The easiest way to set up a Robots.txt file that does not restrict any crawling access to your website is with this augmentation:

User-agent: *

Disallow:

If you would prefer to give more specific instructions to the crawling robots about which URLs to disavow, or to not crawl, you must fill out which “user-agents” you want to provide access to or which URLs you would like to “disallow.”

Step 3: How to add a sitemap to the Robots.txt file

Start by locating the sitemap with this directive: Sitemap: https://www.example.com/sitemap.xml. This means that the robots.txt file will become: Sitemap: https://www.example.com/sitemap.xml User-agent:* Disallow:

As mentioned, when creating a sitemap, it is important to remember to add and edit the “User-agent: * Disallow:“ augmentation at the end of the sitemap to tell the robots which URLs to crawl.

Last but not least, if your site is large or has several subdomains or subsections, you will need to create more than one sitemap with a Sitemap Index file. This will also allow you to keep your sitemap more organized as it will be categorized in large sections instead of being grouped together under one large singular sitemap.

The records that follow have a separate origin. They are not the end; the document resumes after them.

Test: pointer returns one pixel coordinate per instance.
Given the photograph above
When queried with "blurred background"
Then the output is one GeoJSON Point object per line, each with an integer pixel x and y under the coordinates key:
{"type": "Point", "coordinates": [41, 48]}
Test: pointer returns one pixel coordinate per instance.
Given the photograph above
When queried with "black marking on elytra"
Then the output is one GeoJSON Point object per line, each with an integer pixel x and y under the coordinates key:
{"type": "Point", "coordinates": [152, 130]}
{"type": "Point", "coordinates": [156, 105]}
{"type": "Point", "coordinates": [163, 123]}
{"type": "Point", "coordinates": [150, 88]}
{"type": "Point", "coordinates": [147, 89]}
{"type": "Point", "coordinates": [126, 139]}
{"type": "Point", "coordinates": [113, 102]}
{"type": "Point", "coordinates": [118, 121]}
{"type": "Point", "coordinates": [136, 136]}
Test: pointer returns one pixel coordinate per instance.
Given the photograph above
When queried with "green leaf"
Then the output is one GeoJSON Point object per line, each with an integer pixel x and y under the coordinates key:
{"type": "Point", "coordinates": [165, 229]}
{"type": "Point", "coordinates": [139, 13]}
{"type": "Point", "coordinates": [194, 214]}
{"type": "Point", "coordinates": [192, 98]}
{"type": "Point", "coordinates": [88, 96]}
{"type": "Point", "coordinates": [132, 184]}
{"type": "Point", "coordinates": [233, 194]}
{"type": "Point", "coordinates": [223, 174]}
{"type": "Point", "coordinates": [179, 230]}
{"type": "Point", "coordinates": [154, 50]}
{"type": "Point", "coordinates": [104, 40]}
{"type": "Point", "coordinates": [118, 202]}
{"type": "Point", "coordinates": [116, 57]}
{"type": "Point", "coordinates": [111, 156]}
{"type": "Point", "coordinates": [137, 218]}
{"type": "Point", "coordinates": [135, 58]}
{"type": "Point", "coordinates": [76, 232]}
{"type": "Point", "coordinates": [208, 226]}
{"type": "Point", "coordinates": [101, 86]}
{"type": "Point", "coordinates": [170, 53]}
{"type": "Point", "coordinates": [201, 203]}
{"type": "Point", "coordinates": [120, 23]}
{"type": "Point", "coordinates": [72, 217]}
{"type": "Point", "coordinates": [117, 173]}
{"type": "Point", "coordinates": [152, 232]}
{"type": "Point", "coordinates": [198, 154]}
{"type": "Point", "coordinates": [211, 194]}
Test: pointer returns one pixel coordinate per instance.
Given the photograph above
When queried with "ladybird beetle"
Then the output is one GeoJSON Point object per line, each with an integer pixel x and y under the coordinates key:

There are two options to add a sitemap index file into your robots.txt:

You can report your sitemap index file URL within the robots.txt file. The result would look like this:

Sitemap: https://www.example.com/sitemap_index.xml

You can also report separate URL sitemap files for each section of your website such as blogs, posts, etc:

Sitemap: https://www.example/sitemap_posts.xml

Sitemap: https://www.example.com/sitemap_blogs.xml

Conclusion

Adding your sitemap in the robots.txt file tells search engine bots where to find the sitemap and how to use it to crawl and index your site. This improves the site’s crawlability and leads to better indexing. Plus, when you provide the search engines with a clear understanding of the structure and content of your site, the sitemap can help improve your overall search engine rankings.

Don’t miss out on this critical step in setting up your website’s architecture!